Jewell returns to her broom. “I’m almost done with my morning chores,” she says. “Would you like me to wheel you to the patio for some fresh air while I finish?”

“Mmmm,” I say, nodding. “It’s still my birthday, though, and I still want to die.”

“Yes, ma’am… I
know
you do.” She places her hand softly on my shoulder; her stout, warm fingers feel like a fire burning through my blouse. I pull the heat into my bones. Her touch is divine and I hold on to the promise that later‌—‌maybe even tonight‌—‌she’ll be kind enough to slip her magic hands around a pillow and crush it to my face.

Jewell wheels me out to the patio where she leaves me to watch several peeping birds as they peck their way across the yard.

YOU PASS. You pass the rest of your morning watching small dark-winged birds. They bob their way through bright-faced flowers looking for snippets of small bugs or fat caterpillars, clinging tightly like prizes under green garden leaves. It’s obvious the birds see that you’re nothing more than an oddity slumped in a chair. They continue clacking their small beaks against stems and leaves. There is gladness in their feet as they hop from leaf to leaf, their heads turning this way and that as they listen for the scatter of breakfast. They dance with unspeakable joy tucked into the sleeves of their wings. They make you ashamed for wanting death to swoop down upon you.

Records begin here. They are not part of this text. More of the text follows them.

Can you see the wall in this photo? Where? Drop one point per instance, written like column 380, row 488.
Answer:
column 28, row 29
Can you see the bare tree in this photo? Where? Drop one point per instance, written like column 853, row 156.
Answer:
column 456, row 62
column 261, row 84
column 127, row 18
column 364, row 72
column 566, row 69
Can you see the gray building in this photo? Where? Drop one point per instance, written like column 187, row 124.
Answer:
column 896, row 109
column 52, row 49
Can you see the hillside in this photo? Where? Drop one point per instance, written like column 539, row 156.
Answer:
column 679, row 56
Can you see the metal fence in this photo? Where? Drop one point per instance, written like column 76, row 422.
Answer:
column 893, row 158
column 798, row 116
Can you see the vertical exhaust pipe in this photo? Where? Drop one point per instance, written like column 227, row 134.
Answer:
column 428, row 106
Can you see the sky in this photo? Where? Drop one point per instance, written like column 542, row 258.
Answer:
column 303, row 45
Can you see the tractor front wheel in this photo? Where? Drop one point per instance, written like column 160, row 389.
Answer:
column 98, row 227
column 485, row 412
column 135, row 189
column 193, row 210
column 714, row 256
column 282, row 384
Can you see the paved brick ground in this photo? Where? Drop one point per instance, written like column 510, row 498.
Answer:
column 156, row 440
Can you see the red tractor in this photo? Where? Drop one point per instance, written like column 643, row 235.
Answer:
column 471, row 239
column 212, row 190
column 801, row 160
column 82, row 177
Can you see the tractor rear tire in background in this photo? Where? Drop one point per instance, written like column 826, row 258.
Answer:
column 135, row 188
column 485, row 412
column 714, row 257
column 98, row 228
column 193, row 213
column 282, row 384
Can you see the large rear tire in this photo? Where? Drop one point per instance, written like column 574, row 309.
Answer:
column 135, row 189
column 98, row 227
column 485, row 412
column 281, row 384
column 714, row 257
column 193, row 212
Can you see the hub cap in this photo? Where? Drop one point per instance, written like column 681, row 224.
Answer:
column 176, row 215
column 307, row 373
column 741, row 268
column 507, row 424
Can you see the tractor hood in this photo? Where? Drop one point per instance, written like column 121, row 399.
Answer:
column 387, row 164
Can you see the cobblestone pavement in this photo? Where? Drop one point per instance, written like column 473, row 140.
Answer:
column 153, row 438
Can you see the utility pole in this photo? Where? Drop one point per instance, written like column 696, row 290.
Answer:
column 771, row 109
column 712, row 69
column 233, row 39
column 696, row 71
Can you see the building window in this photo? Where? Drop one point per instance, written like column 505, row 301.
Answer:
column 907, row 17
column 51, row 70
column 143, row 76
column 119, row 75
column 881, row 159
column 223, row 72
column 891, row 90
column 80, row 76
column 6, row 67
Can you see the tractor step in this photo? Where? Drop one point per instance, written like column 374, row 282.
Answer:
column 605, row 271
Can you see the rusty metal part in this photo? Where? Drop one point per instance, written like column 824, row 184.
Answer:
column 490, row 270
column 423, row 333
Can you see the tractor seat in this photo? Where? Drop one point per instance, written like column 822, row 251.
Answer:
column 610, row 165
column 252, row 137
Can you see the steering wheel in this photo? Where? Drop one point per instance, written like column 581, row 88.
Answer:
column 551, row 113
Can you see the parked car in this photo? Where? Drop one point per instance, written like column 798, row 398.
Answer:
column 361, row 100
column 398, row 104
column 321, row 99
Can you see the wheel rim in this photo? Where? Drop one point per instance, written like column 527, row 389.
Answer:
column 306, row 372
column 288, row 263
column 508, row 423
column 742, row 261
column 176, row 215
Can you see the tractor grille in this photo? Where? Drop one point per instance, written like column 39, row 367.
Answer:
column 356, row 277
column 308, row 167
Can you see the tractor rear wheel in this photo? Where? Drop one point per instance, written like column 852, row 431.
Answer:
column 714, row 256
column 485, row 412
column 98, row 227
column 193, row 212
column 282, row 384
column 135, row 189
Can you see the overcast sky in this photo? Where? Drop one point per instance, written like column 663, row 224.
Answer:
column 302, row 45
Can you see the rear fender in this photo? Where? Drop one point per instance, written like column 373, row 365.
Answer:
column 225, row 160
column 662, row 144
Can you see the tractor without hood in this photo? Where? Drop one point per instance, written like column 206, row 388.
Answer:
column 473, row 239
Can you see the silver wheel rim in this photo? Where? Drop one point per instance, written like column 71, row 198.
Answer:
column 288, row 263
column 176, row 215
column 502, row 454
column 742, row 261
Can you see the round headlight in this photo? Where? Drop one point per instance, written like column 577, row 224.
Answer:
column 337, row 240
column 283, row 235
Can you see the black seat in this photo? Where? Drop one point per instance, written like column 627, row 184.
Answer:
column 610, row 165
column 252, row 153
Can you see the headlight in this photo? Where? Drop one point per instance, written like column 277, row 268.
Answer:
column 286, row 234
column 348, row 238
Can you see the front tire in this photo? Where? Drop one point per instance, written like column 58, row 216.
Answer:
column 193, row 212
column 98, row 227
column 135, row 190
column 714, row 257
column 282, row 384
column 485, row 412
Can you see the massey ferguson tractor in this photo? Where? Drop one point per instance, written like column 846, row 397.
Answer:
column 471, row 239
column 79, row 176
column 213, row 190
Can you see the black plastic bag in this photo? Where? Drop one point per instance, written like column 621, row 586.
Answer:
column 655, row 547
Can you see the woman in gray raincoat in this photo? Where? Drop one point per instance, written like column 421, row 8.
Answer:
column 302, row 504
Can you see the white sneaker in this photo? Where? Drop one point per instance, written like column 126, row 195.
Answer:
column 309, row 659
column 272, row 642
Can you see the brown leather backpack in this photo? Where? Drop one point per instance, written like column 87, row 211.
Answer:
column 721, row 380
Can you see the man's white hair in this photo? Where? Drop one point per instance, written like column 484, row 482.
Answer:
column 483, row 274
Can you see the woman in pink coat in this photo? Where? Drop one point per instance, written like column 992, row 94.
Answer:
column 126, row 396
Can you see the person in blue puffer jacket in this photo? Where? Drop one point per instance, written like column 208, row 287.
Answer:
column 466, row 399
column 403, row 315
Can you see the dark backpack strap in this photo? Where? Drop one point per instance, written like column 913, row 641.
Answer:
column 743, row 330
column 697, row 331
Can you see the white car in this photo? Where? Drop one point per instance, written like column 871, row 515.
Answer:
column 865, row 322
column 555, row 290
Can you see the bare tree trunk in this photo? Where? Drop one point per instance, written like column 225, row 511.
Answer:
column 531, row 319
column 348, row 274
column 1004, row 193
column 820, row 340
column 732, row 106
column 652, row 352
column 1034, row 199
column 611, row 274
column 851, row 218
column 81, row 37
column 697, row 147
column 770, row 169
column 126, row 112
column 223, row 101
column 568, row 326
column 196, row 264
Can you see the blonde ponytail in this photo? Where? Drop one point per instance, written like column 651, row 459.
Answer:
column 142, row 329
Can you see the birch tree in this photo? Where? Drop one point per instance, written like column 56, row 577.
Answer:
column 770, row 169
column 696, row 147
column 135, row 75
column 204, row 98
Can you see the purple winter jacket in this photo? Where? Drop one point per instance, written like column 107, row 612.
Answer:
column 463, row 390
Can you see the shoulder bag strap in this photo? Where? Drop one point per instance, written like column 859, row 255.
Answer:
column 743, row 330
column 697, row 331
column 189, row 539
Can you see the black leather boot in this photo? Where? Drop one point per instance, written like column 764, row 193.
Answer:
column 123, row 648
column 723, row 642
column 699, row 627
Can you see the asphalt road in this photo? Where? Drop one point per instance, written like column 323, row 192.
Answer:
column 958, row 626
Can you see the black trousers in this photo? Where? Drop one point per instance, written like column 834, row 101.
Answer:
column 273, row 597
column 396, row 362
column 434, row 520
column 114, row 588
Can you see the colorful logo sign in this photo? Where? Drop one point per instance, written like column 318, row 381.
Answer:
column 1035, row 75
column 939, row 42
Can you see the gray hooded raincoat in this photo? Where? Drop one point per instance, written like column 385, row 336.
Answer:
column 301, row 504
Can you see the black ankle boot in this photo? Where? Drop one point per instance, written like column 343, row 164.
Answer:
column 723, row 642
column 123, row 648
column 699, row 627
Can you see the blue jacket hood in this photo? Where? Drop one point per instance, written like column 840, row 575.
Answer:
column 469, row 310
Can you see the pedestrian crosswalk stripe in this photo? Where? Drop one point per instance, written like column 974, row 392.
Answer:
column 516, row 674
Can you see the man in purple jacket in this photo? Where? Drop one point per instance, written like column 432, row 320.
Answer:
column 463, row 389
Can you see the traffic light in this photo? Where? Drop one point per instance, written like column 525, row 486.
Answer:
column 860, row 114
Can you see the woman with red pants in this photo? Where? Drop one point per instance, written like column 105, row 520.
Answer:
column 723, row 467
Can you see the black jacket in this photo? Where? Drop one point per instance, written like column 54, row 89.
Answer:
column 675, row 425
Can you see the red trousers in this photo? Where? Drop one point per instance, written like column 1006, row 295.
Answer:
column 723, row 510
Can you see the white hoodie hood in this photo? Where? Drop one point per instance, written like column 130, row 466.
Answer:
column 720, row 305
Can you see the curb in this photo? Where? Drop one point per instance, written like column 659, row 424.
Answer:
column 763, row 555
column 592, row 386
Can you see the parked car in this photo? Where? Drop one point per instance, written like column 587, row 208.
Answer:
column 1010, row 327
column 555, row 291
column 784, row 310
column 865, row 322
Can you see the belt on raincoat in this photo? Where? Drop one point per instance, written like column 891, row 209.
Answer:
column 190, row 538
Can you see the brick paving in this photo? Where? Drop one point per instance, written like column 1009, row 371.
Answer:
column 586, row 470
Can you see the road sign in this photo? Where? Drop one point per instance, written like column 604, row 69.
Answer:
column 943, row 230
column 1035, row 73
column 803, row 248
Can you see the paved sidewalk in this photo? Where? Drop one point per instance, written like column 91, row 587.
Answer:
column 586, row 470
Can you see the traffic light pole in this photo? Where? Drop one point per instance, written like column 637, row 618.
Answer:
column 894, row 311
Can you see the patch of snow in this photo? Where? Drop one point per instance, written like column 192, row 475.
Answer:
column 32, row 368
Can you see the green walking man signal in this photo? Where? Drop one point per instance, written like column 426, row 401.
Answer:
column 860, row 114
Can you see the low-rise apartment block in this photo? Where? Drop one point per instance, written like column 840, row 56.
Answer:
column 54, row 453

Your shame makes you want to die all the more, but still, the day goes on and the birds continue on their way and your heart somehow finds a way to sing and weep for it all.

By the time my children arrive, each holding a little bag filled with the weight of a small gift hidden under crinkled tissue paper, I’ve stopped asking my woman to kill me. The distraction of my chattering Allison and my somber Bryan delight me and, for now, I forget my throat and how I so desperately want someone to squeeze their fingers around it until it forgets to take in air.

Instead, I clap my hands with the pleasure of my children. Their bodies are warmth and comfort and I’m fascinated by their arms and their legs and how they move and gesture. Their mouths are mesmerizing and they shake their heads and laugh with abandon. The late afternoon light seems to have settled across their skin, helping me follow and translate their movements into meaning.

The Happy Birthday balloon tied to my chair bobs above my head like a celebration dance. I’m at last in love with the day and, in spite of the few words still available to my lips, my heart is filled to bursting.

My woman bustles about the periphery of the room, setting the table for dinner and pouring glasses of wine, offering beer or tea, all the time humming under her breath. She seems enlivened by the presence of my children.

Allison approaches me on legs that seem to dance across the room. She dangles a gift bag in front of my face. “Guess what’s in here,” she trills. “Guess.”